Toby Odone, a London-based spokesman for BP, said it’s up to Alyeska to provide updates, and declined to comment further. Alyeska is owned by BP, ConocoPhillips, Exxon Mobil Corp., Chevron Corp. and Koch Industries Inc., according to statements on its website.

BP is cutting crude output on Alaska’s North Slope by 95 percent, Steve Rinehart, a company spokesman, said by phone from Anchorage. BP’s North Slope production is about 410,000 barrels a day.

Prudhoe Bay and other Alaskan fields were BP’s largest source of crude in the Western Hemisphere in 2009 after the Gulf of Mexico, according to a public filing. Alaskan fields provided one in every 14 barrels of oil BP pumped worldwide that year. The company operates or holds stakes in 20 other fields on Alaska’s North Slope, as well as four pipelines.

Largest Field

BP owns 26 per cent of Prudhoe Bay and neighboring fields in Alaska with Exxon, ConocoPhillips and Chevron. The Prudhoe Bay deposit, the largest field in the U.S., came online in 1977 and can produce about 400,000 barrels a day.

The Alaskan pipeline system was also shut last May after a leak, according to a company statement at the time. In March 2006, the Trans-Alaska system spilled 6,400 barrels in a discharge caused by corrosion on a pipe wall.

“We have had significant production reduction before for various reasons, including bad weather,” said BP’s Rinehart. “It’s not uncommon.” The company can’t tell how long the shutdown will last, he said.

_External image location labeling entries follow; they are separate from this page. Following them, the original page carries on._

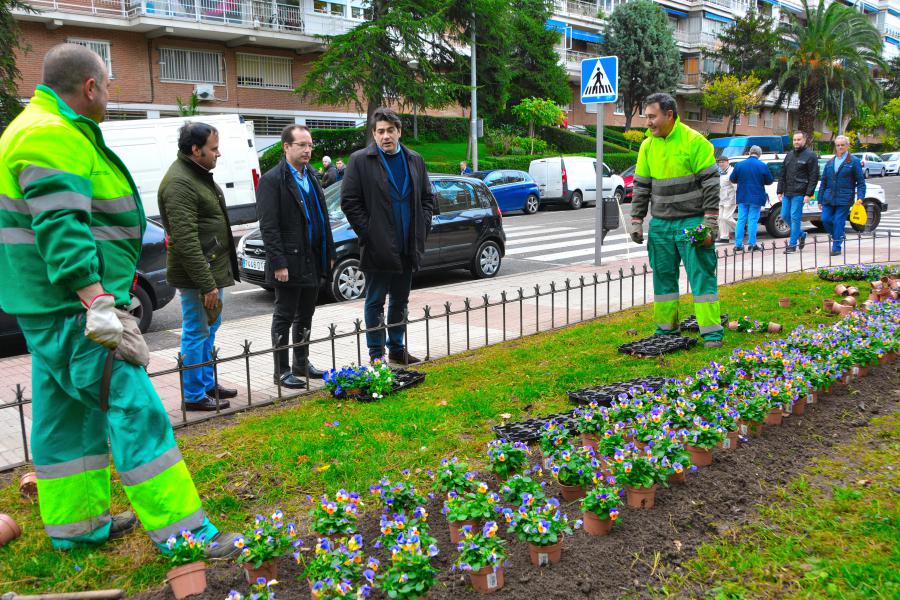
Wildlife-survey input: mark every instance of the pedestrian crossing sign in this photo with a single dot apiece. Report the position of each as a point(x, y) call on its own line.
point(600, 80)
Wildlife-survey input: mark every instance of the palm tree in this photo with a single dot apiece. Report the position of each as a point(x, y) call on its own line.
point(834, 49)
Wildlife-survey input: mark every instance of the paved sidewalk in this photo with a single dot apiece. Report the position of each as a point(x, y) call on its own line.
point(439, 336)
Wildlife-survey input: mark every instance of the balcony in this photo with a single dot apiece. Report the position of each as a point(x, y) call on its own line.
point(236, 22)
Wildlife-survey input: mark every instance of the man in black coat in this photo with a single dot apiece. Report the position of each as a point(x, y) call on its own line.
point(386, 196)
point(296, 232)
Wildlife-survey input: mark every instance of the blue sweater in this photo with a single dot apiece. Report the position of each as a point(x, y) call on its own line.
point(751, 176)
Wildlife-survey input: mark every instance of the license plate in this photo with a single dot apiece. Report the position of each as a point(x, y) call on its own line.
point(254, 264)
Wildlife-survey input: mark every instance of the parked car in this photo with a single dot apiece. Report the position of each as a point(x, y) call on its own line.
point(891, 162)
point(514, 190)
point(871, 163)
point(572, 180)
point(466, 232)
point(770, 215)
point(150, 291)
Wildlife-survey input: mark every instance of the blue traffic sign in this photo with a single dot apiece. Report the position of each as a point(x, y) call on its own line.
point(600, 80)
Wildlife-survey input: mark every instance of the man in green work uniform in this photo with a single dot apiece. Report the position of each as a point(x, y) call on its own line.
point(676, 173)
point(71, 224)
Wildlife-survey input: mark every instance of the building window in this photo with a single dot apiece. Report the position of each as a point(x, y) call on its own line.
point(269, 72)
point(100, 47)
point(190, 66)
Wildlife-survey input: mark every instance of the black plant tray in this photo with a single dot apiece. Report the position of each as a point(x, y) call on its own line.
point(657, 344)
point(605, 394)
point(530, 430)
point(690, 324)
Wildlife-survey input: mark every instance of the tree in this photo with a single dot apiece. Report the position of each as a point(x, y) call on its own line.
point(832, 50)
point(639, 34)
point(732, 96)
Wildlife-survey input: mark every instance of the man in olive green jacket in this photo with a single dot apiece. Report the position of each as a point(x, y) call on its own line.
point(201, 258)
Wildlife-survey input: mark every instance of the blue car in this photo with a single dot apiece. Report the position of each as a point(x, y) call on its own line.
point(514, 190)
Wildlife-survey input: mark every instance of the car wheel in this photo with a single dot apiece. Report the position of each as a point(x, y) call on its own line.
point(141, 308)
point(577, 201)
point(348, 282)
point(874, 213)
point(486, 262)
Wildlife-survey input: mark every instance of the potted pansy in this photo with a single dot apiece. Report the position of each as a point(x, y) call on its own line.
point(482, 555)
point(543, 526)
point(601, 505)
point(261, 545)
point(336, 517)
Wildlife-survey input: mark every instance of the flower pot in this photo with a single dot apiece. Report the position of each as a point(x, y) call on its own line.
point(9, 529)
point(774, 416)
point(187, 580)
point(28, 485)
point(641, 497)
point(594, 525)
point(542, 556)
point(700, 457)
point(570, 493)
point(267, 570)
point(487, 580)
point(455, 526)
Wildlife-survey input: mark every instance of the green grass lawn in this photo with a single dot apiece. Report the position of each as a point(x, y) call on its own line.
point(274, 457)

ConocoPhillips has prorated its production to 5 per cent, Natalie Lowman, a ConocoPhillips spokeswoman in Anchorage, said yesterday in a telephone interview.

BP Stock

BP shares have gained about 60 percent since June after the company agreed to set up an escrow account to pay for the cleanup and economic losses from the Macondo well blowout. The April 20 explosion, which killed 11 workers, destroyed Transocean Ltd.’s $365 million Deepwater Horizon rig and spewed crude for 87 days.

Bad decisions by BP, Halliburton Co. and Transocean coupled with lax government oversight contributed to the incident, the National Commission on the BP Deepwater Horizon Oil Spill said Jan. 5.

BP stock closed at 492.5 pence in London last week. The shares tumbled 22 per cent last year after the explosion in the Gulf of Mexico.